The ROPs are integrated into the pixel shader, making what NVIDIA calls a programmable blend unit. GeForce ULV uses the same ALUs for ROPs as it does for pixel shaders. This hardware reuse saves die size although it adds control complexity to the design. The hardware can perform one texture fetch and one ROP operation per clock.

While GeForce ULV supports texture compression, it doesn’t support frame buffer compression.

Both AA and AF are supported by GeForce ULV. NVIDIA supports 5X coverage sample AA (same CSAA as we have on the desktop) and up to 16X anisotropic filtering.

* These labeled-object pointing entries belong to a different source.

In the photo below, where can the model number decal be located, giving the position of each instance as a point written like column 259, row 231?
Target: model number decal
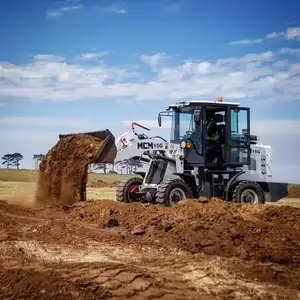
column 255, row 151
column 149, row 145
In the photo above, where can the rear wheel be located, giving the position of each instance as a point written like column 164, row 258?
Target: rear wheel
column 171, row 191
column 248, row 192
column 127, row 188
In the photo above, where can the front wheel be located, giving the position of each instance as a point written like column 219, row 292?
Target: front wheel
column 171, row 191
column 127, row 188
column 248, row 192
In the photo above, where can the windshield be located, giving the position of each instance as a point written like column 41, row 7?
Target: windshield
column 182, row 124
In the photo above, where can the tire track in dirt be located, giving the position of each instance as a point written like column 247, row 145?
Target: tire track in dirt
column 125, row 273
column 73, row 251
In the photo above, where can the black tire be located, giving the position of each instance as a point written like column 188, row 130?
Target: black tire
column 123, row 193
column 255, row 193
column 165, row 189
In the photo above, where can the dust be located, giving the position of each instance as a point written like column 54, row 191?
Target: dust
column 63, row 172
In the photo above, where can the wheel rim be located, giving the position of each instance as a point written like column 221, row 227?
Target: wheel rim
column 176, row 195
column 249, row 196
column 130, row 194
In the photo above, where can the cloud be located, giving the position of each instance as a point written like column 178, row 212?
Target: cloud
column 48, row 58
column 43, row 122
column 155, row 60
column 272, row 76
column 93, row 55
column 292, row 33
column 246, row 42
column 58, row 12
column 116, row 8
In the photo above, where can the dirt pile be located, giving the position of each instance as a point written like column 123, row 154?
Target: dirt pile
column 103, row 184
column 266, row 234
column 63, row 172
column 294, row 191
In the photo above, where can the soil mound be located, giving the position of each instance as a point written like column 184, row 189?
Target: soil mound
column 101, row 184
column 63, row 172
column 265, row 234
column 294, row 191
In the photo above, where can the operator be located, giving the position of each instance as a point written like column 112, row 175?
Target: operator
column 212, row 134
column 212, row 139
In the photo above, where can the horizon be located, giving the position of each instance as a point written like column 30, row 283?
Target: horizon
column 84, row 65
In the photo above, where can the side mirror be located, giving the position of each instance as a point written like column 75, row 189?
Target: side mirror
column 197, row 116
column 159, row 120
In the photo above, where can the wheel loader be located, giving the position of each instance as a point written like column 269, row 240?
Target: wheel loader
column 211, row 153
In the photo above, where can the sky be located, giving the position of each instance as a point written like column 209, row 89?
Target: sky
column 79, row 65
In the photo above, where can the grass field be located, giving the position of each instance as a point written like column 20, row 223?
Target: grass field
column 13, row 175
column 18, row 186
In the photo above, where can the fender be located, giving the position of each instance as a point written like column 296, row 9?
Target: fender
column 189, row 179
column 230, row 182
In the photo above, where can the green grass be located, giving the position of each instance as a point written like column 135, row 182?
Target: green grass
column 13, row 175
column 20, row 185
column 24, row 192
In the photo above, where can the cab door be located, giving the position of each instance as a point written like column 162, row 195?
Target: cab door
column 239, row 136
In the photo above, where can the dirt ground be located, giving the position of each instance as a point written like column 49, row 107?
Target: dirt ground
column 101, row 184
column 109, row 250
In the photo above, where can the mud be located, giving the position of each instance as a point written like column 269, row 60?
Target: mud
column 294, row 191
column 107, row 250
column 63, row 172
column 102, row 184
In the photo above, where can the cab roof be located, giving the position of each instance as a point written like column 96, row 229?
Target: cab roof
column 202, row 103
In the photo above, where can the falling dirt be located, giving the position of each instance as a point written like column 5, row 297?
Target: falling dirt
column 101, row 184
column 108, row 250
column 294, row 191
column 63, row 172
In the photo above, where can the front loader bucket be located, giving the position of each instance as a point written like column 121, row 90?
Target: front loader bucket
column 107, row 150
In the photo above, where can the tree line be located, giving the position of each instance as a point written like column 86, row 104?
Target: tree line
column 125, row 167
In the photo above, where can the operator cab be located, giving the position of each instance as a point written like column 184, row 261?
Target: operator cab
column 211, row 133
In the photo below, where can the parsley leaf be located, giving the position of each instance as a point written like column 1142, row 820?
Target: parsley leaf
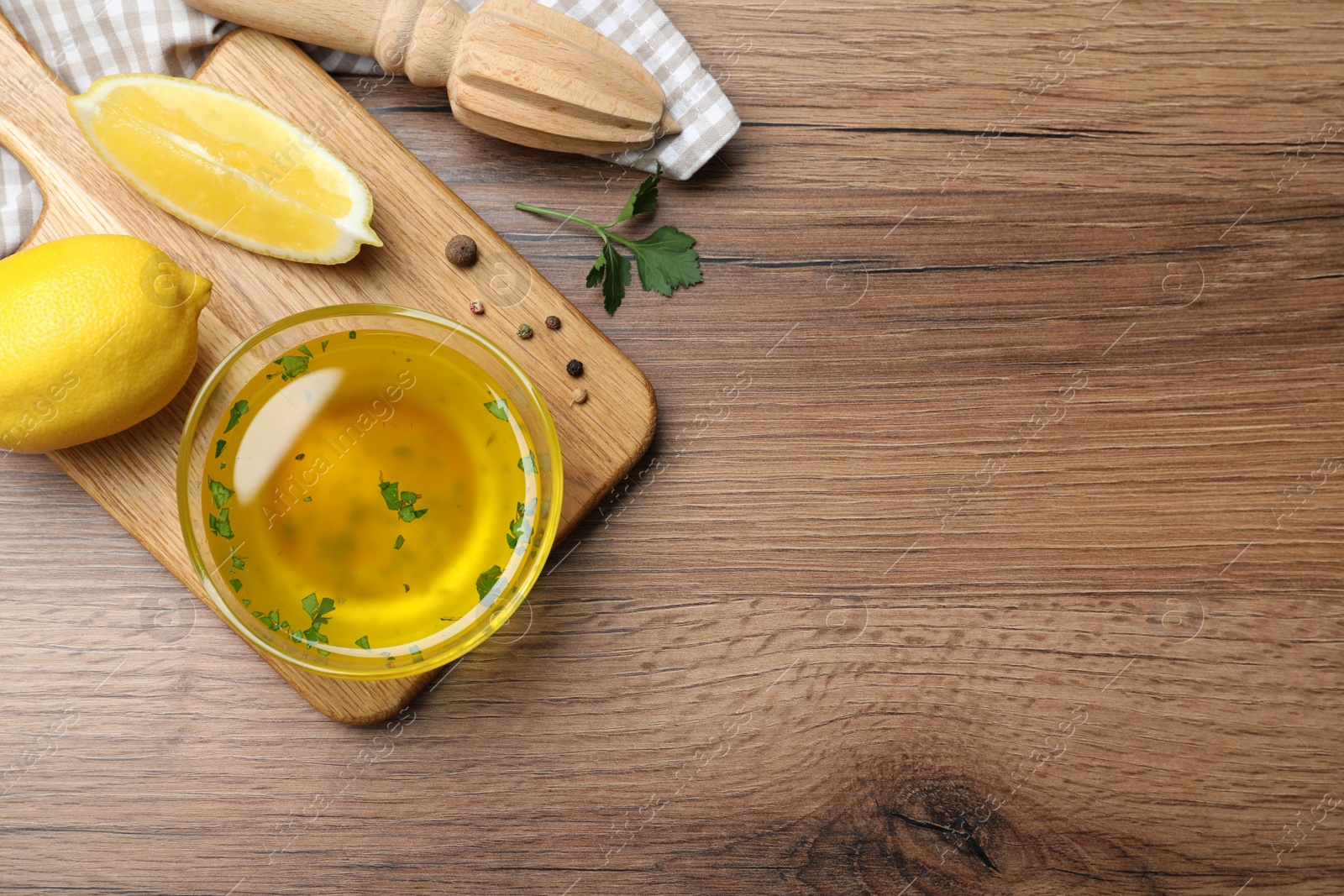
column 486, row 580
column 665, row 258
column 613, row 271
column 221, row 493
column 515, row 528
column 665, row 261
column 221, row 526
column 235, row 414
column 293, row 365
column 401, row 501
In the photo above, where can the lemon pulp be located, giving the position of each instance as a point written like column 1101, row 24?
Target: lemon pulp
column 228, row 167
column 370, row 495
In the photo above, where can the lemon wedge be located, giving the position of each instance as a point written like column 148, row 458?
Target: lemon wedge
column 228, row 167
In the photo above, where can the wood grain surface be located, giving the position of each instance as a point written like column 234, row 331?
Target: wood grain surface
column 990, row 542
column 134, row 474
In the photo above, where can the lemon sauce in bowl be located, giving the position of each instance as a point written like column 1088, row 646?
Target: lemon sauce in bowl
column 370, row 501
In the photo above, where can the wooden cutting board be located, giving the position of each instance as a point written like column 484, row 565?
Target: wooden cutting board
column 132, row 474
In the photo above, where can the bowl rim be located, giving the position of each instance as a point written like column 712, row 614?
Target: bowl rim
column 219, row 602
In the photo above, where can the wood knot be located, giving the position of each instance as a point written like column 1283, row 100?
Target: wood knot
column 917, row 828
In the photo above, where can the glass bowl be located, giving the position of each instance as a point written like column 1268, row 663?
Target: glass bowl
column 530, row 537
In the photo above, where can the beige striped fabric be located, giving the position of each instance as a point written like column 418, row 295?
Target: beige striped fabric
column 87, row 39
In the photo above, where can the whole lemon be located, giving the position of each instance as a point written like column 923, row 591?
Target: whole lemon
column 96, row 335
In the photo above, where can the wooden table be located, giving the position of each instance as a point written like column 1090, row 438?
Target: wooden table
column 990, row 544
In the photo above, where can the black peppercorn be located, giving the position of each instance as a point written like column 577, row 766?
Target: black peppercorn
column 461, row 251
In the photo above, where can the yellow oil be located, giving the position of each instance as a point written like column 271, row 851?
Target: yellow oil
column 370, row 495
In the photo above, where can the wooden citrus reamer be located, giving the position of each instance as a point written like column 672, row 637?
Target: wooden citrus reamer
column 514, row 69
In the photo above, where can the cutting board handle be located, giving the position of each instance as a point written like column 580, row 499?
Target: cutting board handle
column 414, row 36
column 34, row 120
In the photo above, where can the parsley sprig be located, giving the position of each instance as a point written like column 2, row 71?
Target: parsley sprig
column 403, row 503
column 665, row 258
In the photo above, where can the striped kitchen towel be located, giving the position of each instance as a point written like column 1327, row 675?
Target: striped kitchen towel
column 87, row 39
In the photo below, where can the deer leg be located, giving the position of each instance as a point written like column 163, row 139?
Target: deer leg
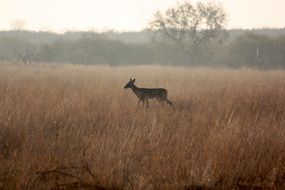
column 146, row 101
column 167, row 101
column 140, row 100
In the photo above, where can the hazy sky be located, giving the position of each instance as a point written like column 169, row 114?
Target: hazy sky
column 62, row 15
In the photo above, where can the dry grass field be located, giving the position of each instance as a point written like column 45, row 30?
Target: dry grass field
column 75, row 127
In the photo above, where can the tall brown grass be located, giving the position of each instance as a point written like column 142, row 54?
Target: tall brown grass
column 75, row 126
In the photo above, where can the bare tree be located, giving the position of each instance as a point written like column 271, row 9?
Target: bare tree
column 191, row 27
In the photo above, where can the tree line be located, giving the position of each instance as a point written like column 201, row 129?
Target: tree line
column 186, row 34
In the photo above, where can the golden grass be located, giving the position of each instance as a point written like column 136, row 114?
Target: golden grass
column 226, row 129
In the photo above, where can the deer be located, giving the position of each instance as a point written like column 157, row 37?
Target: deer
column 144, row 94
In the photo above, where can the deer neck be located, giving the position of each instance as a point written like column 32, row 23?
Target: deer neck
column 134, row 89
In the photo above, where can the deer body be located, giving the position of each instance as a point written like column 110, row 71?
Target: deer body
column 144, row 94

The performance comparison is far more difficult to quantify in the ultra mobile space than among desktop GPUs. There are some very good 3D games out for Android and iOS, unfortunately none of them have built in benchmarks. There are even those that would make for good performance tests however OEM agreements and politics prevent them from being used as such. At the other end of the spectrum we have a lot of absolutely horrible 3D benchmarks, or games with benchmarks that aren’t representative of current or future game performance. In between the two extremes we have some benchmark suites (e.g. GLBenchmark) that aren’t representative of current or future GPU performance, but they also aren’t completely useless. Unfortunately today we’ll have to rely on a mixture of all of these to paint a picture of how NVIDIA’s GeForce ULV stacks up to the competition.

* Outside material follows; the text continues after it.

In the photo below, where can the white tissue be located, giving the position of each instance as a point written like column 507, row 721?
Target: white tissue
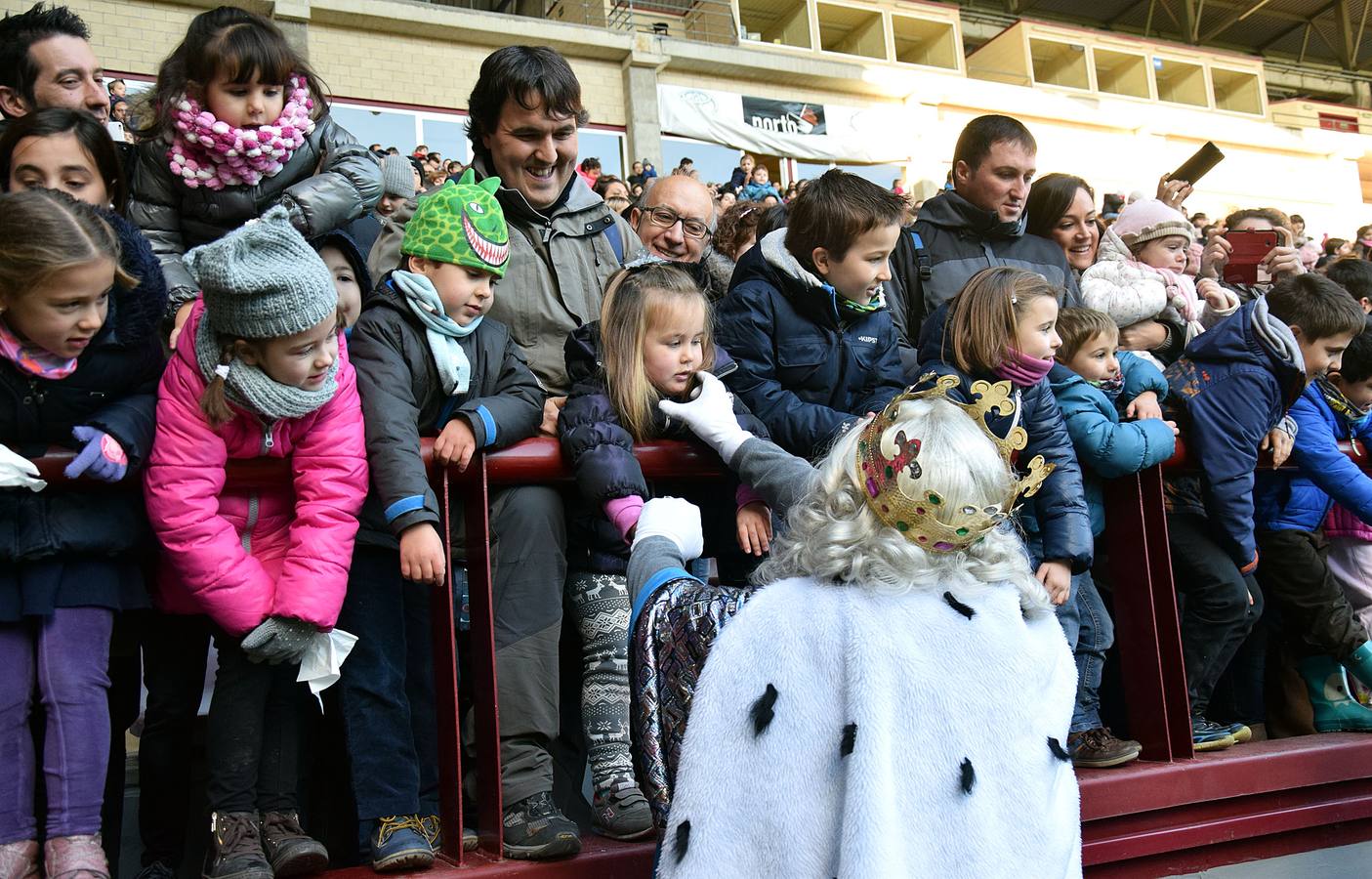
column 18, row 472
column 322, row 661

Just as is the case in the PC GPU space, game and driver optimizations play as large of a role in performance as the GPU architecture itself. NVIDIA believes that its experience with game developers will ultimately give it the edge in the performance race. It’s far too early to tell as most of NVIDIA’s partners aren’t even playing in the smartphone space yet. However if PC and console titles make their way to smartphones, NVIDIA’s experience and developer relationships may prove to be a tremendous ally.